DV Info Net

DV Info Net (https://www.dvinfo.net/forum/)
-   Alternative Imaging Methods (https://www.dvinfo.net/forum/alternative-imaging-methods/)
-   -   how fast: Packing < 16 bit pixels into words? (https://www.dvinfo.net/forum/alternative-imaging-methods/29998-how-fast-packing-16-bit-pixels-into-words.html)

Les Dit August 3rd, 2004 12:42 AM

how fast: Packing < 16 bit pixels into words?
 
I have a programming question that maybe some of you can answer: How fast can we expect a high end P4 system with dual channel DDR be expected to bit shift and repack 12 bit data into a few words?
Is this something that MMX or SSE instructions can help with?
I suppose this would happen in cache if it's a scan line at a time.

So, How many megapixels per second, for lack of better metrics?
I don't care if it's not real time, but how fast. I want to move images across a gigE network, weighing packing vs just transferring.

Thanks
-Les

Rob Lohman August 3rd, 2004 05:21 AM

If I understand you correctly this can be done very fast. Especially
since it can be done inline in your buffer (ie, no need to allocate
a second buffer). I have no indications to you how fast, but
probably fast enough to do realtime over a gigE network.
Especially if it where coded in assembly.

12 bits are excellent as well since you can store these as 8 + 4
bits instead of 16 bits. So you will need to process two 16 bit
pixels at a time and pack that into 24 bits (3 bytes), not that
hard to do in C or assembly as long as you know how many
pixels there are in the memory block.

I'm not sure if MMX/SSE could help here, I have no experience
with those. But if someone checks the spec on the instructions
available it shouldn't be too hard, basically in assembly it boils
down to something like this (the following code assumes the
lower 12 bits are to be used in Intel format and is not tested):


MOV ESI, [source buffer]
MOV EDI, ESI
MOV ECX, [number of 16bit pixels]

Start:
; load 2 16 bit pixels, 32 bits
LODSD
MOV BX,AX
SHR EAX, 16

; re-pack them as 24 bits
SHL BX, 4
SHLD AX,BX,4
STOSW

SHR BX, 4
MOV EAX,EBX ;probably faster than AL,BL
STOSB

DEC ECX
LOOP Start


Something like this. Can probably be optimized futher, but this
should basically do what you want pretty fast (it has one 386
instruction in it to speed up some of the packing). This routine
overwrites the buffer it is given transforming every 4 bytes into
3 bytes. So for every n pixels (which must be a multiple of 2!)
you will get a buffer back of (n * 2) - (n / 2) bytes. It might swap
some pixels, but that rarely is a problem if you have enough time
on the other end to de-pack the data which can probably be
done in realtime as well.

I've looked the web a bit regarding MMX and SSE and I don't
think they will help for this. MMX seems to largely operate on
words/double words/quad words which is not what we are
trying to do. SSE seems to be mostly for floating point work
which is also now what you are trying to do.

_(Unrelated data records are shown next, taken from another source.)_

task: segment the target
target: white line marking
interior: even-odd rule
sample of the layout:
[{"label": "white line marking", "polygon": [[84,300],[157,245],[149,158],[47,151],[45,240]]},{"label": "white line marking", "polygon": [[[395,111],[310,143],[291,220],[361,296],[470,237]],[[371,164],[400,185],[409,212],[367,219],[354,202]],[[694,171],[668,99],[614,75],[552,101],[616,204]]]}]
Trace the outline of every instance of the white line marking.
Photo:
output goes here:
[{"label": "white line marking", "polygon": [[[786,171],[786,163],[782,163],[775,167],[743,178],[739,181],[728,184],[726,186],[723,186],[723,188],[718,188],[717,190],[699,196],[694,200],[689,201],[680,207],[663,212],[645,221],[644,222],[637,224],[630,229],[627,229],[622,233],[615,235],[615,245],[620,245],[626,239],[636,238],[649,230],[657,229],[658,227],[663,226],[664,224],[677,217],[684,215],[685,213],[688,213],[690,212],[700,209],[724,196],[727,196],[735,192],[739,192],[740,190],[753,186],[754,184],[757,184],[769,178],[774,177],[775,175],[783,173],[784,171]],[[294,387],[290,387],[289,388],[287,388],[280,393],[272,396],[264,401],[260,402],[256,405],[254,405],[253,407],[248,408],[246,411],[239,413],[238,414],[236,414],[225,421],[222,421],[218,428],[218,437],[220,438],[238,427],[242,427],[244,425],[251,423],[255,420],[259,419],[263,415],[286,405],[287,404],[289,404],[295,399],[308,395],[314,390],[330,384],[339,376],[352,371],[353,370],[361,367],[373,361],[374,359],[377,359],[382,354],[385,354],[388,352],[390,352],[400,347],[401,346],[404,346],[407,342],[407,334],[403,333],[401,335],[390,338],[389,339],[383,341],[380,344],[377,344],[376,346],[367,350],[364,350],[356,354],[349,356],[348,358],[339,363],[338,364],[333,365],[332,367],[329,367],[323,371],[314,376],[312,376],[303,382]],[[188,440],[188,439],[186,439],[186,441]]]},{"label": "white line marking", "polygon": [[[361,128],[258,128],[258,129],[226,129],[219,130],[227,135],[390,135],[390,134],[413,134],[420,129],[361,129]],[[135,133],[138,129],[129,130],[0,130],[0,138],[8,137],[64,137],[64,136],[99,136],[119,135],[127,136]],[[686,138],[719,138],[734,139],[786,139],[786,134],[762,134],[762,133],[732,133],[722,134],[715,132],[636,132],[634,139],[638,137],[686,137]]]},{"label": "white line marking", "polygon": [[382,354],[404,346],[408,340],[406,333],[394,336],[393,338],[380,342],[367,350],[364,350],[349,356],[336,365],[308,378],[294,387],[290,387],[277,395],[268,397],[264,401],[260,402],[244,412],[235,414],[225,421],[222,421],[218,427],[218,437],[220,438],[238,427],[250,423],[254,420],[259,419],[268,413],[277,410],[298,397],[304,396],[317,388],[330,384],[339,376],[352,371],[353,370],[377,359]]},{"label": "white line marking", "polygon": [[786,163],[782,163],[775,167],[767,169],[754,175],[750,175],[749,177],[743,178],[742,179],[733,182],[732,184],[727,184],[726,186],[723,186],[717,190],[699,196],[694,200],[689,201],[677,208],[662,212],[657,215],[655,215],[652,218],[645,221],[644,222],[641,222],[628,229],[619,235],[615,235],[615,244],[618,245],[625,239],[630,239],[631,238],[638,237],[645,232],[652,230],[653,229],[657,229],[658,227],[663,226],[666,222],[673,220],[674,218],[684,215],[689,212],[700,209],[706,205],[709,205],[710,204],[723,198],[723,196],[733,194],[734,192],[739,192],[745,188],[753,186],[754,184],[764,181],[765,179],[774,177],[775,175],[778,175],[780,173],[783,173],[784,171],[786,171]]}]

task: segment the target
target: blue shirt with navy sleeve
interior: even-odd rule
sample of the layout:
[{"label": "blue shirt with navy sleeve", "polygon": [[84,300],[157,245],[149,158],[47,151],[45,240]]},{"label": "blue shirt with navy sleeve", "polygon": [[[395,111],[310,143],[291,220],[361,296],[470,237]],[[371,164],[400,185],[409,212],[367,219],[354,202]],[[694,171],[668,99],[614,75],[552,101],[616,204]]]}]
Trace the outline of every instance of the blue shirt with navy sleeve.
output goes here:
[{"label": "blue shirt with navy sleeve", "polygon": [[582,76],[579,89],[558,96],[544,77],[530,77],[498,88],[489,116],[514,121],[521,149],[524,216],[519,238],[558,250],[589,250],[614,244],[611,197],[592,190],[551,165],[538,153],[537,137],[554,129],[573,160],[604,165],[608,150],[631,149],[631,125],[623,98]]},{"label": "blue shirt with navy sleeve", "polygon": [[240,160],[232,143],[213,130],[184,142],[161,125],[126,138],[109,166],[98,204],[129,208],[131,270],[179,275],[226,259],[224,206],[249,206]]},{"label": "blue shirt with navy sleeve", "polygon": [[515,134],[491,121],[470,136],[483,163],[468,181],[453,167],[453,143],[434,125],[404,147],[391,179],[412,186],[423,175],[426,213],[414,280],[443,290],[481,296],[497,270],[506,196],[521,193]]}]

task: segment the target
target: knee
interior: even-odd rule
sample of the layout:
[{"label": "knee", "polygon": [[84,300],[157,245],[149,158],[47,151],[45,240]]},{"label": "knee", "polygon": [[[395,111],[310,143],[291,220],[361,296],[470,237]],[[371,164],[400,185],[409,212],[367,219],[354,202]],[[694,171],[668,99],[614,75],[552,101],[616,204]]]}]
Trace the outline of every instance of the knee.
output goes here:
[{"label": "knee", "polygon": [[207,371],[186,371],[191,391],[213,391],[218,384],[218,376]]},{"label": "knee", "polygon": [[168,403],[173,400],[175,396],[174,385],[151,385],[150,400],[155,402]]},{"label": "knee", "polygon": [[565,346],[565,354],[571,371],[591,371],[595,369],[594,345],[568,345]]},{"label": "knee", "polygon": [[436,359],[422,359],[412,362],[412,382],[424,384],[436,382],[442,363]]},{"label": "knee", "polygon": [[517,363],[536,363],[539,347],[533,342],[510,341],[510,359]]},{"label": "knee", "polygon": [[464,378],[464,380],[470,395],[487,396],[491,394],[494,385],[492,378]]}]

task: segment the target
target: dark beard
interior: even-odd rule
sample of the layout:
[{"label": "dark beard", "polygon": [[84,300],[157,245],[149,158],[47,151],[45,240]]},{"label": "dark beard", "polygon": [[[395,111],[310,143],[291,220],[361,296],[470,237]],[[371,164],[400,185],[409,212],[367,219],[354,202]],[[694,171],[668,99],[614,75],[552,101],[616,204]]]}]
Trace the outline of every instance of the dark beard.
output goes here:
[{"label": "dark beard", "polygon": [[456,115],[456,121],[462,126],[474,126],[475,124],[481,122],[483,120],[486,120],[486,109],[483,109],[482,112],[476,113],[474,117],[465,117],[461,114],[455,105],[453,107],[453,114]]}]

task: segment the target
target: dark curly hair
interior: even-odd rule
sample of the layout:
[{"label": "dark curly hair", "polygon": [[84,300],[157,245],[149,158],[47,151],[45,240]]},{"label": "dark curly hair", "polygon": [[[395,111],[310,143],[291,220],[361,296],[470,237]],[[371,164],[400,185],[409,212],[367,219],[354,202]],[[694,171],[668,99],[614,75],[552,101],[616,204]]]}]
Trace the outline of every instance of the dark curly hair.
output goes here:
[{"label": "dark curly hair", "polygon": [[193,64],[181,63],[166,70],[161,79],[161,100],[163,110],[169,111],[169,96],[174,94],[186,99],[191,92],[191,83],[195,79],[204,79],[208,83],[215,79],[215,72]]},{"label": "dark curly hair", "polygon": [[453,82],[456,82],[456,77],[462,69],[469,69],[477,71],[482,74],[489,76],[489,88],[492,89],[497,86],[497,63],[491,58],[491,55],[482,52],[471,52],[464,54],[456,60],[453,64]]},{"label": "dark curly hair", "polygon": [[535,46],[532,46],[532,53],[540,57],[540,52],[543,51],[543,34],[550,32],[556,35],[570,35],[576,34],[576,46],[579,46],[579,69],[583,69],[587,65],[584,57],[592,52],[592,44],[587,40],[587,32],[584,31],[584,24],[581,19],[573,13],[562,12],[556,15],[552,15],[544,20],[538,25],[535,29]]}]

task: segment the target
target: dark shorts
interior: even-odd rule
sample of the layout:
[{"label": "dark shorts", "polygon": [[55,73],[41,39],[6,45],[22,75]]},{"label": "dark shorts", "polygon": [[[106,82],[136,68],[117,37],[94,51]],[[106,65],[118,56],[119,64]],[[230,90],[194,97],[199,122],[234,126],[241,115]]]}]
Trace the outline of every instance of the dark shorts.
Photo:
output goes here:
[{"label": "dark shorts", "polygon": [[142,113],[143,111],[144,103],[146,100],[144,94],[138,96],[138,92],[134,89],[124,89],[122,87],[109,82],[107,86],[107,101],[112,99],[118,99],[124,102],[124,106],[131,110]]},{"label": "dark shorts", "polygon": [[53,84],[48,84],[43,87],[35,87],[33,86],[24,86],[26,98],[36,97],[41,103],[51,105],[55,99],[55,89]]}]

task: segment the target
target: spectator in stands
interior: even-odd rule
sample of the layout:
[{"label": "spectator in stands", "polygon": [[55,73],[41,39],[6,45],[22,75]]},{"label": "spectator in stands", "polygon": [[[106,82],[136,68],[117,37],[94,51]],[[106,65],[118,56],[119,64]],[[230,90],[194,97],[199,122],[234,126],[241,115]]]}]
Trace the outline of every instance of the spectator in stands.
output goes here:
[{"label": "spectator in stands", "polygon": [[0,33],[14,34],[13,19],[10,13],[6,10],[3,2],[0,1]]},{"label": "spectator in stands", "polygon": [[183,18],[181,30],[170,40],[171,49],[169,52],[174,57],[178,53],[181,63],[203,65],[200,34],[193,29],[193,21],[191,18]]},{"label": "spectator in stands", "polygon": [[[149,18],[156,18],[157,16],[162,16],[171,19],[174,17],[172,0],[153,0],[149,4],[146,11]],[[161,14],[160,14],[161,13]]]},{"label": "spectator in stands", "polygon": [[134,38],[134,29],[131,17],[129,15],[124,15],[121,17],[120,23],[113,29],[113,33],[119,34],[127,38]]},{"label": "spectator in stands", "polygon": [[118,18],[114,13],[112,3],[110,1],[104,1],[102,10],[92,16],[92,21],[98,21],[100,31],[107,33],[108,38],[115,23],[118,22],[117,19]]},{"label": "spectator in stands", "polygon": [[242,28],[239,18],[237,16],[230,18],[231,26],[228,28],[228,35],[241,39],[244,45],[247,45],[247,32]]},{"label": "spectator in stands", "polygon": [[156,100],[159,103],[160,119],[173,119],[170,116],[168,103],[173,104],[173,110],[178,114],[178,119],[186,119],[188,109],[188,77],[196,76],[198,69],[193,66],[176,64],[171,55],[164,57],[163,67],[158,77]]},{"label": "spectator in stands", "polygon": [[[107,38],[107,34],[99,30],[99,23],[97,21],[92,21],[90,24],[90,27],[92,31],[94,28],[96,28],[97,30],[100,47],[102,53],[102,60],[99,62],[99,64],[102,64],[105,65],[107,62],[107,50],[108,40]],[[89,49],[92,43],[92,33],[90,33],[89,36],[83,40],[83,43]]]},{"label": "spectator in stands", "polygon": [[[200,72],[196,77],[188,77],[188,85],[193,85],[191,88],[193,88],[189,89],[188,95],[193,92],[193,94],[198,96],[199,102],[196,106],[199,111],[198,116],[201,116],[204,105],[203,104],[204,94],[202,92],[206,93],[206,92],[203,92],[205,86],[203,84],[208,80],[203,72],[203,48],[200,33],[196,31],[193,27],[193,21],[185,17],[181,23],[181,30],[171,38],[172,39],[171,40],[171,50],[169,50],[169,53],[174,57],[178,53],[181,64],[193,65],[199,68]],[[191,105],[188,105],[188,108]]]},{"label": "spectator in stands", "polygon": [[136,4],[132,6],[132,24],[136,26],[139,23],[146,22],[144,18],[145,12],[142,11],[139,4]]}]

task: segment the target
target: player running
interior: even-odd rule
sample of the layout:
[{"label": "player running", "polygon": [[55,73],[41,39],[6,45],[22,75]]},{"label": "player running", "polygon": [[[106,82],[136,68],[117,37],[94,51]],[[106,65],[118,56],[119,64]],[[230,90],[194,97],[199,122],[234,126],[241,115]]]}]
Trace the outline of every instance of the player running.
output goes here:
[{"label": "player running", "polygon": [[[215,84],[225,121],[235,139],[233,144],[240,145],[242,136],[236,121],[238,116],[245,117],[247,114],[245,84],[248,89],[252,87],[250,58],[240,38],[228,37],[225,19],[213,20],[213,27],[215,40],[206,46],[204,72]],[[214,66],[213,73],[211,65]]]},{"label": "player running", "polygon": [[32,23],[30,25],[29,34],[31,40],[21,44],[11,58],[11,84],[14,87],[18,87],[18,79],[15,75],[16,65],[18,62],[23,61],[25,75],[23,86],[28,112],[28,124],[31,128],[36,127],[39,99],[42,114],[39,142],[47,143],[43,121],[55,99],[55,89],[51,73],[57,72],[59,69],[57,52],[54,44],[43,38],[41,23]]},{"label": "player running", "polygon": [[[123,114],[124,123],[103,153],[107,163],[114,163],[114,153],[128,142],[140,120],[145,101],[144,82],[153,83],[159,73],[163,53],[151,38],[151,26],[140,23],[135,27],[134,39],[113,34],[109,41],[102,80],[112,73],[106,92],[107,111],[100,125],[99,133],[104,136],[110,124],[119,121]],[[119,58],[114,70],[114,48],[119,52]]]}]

One last thing. In this case it will introduce another loop over
the data. Whenever possible you should try to integrate packing
into either the writing routine or the reading one so you don't
waste time going over the data again.

Rob Belics August 3rd, 2004 07:59 AM

Hey! A fellow asm coder! Have I seen you on hutch's board or win32asm before?

Rob Lohman August 3rd, 2004 08:28 AM

Hmmm, all Rob's seem to be ASM coders thusfar, hehe. Rob Scott
at least codes as well, think he can do ASM as well.

Nope, never been to any of those boards. It has been a pretty
long time since I've done anything in ASM (at least 5+ years),
but did a lot of low-level stuff in the DOS days and whatnot.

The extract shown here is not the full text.